Libraries Used
Installing third party libraries
!pip install openpyxl
!pip install tweet-preprocessor
Specific corpuses downloaded from NLTK
import nltk
nltk.download('wordnet')
nltk.download('omw-1.4')
import pandas as pd
import preprocessor as p
from nltk.tokenize import TweetTokenizer
from nltk.stem import WordNetLemmatizer
import re
import string
from scipy.special import softmax
import numpy as np
Importing Tweet File
Importing Tweets
Tweets were extracted using RapidMiner. Extracted tweets were exported as Excel file.
airasia_twts = pd.read_excel("airasia3.xlsx")
airasia_twts.columns
Removing unwanted columns
Keeping only the text and retweets columns, the rest were removed
airasia_twts.drop(columns=["Created-At", "From-User", "From-User-Id", "To-User","To-User-Id", "Language", "Source", "Geo-Location-Latitude", "Geo-Location-Longitude", "Id" ], inplace=True)
Text Pre-processing
Initialize tokenizers
NLTK has a dedicated tokenizer for Tweets which was used in this project. Inflection of words in Tweets were lemmatized using Lemmatizer
tknzr = TweetTokenizer(preserve_case=False)
lemmatizer = WordNetLemmatizer()
Custom function for cleaning text
Cleaning common tokens in a Tweet such as RT, @ using a library called tweet-preprocessor.
Removing punctuations and digits
Lemmatizing words
def preprocess_tweets(tweet: str):
cleaned_text = p.clean(tweet)
translation_table = str.maketrans('', '', string.punctuation+string.digits)
cleaned_text = cleaned_text.translate(translation_table)

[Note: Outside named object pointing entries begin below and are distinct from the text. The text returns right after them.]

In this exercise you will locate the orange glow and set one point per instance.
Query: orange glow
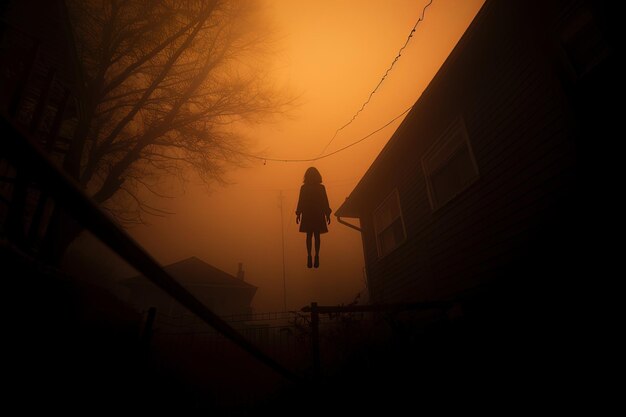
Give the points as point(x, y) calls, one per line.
point(332, 54)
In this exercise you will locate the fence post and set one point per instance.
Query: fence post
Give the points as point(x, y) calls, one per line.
point(146, 334)
point(315, 338)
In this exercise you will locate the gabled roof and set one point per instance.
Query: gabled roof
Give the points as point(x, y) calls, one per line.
point(351, 207)
point(195, 272)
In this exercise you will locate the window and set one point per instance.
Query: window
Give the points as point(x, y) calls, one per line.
point(388, 225)
point(449, 165)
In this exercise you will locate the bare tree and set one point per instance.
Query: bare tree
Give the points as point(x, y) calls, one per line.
point(160, 85)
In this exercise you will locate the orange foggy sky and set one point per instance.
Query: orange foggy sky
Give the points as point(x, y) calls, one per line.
point(332, 54)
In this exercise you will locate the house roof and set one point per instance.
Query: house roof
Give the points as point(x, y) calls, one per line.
point(351, 207)
point(195, 272)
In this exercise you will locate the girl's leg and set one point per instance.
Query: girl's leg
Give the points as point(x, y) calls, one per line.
point(309, 262)
point(309, 235)
point(317, 249)
point(317, 243)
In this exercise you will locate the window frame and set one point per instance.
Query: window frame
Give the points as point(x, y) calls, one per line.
point(445, 140)
point(393, 194)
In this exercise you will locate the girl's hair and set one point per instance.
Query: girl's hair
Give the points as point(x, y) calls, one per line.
point(312, 176)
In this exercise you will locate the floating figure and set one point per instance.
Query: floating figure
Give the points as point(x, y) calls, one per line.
point(313, 212)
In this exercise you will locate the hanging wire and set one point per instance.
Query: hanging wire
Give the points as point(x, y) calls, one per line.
point(265, 159)
point(408, 39)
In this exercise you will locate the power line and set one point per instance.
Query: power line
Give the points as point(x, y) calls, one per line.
point(264, 159)
point(408, 39)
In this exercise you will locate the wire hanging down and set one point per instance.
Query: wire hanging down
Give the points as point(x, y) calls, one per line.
point(264, 159)
point(408, 39)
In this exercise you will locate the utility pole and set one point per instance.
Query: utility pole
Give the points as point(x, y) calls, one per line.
point(282, 232)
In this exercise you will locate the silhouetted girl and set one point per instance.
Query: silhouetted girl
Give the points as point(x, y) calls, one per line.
point(313, 212)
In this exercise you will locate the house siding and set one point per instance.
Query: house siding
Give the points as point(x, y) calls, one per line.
point(503, 80)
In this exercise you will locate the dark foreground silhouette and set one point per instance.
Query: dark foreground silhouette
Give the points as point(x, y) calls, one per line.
point(313, 212)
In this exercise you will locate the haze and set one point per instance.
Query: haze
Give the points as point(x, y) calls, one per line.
point(331, 54)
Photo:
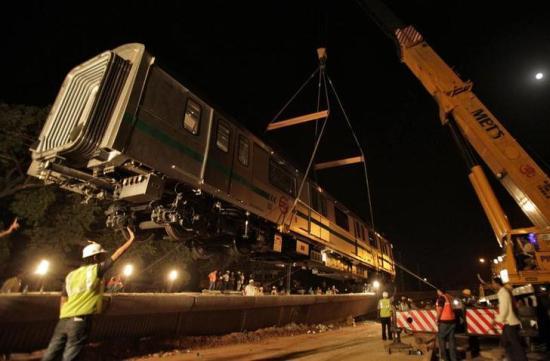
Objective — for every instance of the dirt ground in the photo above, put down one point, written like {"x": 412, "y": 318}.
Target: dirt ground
{"x": 359, "y": 342}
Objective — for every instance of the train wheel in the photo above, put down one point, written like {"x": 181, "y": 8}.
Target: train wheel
{"x": 239, "y": 248}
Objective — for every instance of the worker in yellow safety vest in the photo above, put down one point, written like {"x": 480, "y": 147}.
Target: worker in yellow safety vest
{"x": 446, "y": 324}
{"x": 385, "y": 311}
{"x": 81, "y": 298}
{"x": 13, "y": 227}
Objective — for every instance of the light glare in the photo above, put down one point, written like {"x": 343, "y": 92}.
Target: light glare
{"x": 128, "y": 270}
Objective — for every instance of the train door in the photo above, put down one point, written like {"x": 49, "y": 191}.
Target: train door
{"x": 241, "y": 177}
{"x": 315, "y": 228}
{"x": 220, "y": 158}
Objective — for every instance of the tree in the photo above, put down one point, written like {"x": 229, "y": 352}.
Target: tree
{"x": 19, "y": 129}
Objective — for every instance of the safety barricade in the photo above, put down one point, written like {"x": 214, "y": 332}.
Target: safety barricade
{"x": 417, "y": 320}
{"x": 479, "y": 322}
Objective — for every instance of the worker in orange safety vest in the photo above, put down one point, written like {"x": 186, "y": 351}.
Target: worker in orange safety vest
{"x": 446, "y": 323}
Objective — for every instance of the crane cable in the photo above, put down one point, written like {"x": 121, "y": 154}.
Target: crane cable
{"x": 294, "y": 96}
{"x": 293, "y": 210}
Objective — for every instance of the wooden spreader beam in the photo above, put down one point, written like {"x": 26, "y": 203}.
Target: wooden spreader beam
{"x": 298, "y": 120}
{"x": 338, "y": 163}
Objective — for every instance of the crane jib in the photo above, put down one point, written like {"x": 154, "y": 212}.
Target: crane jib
{"x": 490, "y": 126}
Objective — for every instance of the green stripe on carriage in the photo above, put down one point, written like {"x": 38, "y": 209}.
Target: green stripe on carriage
{"x": 163, "y": 137}
{"x": 346, "y": 239}
{"x": 182, "y": 148}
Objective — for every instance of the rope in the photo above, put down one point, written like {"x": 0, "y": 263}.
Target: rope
{"x": 294, "y": 96}
{"x": 414, "y": 275}
{"x": 312, "y": 158}
{"x": 360, "y": 150}
{"x": 163, "y": 257}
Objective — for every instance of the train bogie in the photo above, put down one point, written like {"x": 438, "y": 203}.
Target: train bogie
{"x": 125, "y": 131}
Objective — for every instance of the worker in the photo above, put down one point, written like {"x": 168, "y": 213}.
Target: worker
{"x": 446, "y": 324}
{"x": 507, "y": 315}
{"x": 13, "y": 227}
{"x": 81, "y": 298}
{"x": 212, "y": 280}
{"x": 468, "y": 299}
{"x": 526, "y": 254}
{"x": 384, "y": 312}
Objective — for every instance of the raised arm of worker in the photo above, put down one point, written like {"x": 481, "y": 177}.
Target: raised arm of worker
{"x": 14, "y": 225}
{"x": 120, "y": 251}
{"x": 104, "y": 266}
{"x": 504, "y": 305}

cleaned_text = [(lemmatizer.lemmatize(w)) for w in tknzr.tokenize((cleaned_text))]
return ' '.join(cleaned_text)
airasia_twts.head()
Applying the cleaning function to Tweet column
airasia_twts['Text'] = airasia_twts['Text'].apply(lambda x: preprocess_tweets(x))
Removing duplicated Tweets
Mostly commonly the tweet that has been retweeted were removed
airasia_twts.drop_duplicates(subset=["Text"], inplace=True)
Exporting cleaned file
airasia_twts.to_csv("cleaned_airasia_tweets_1.csv")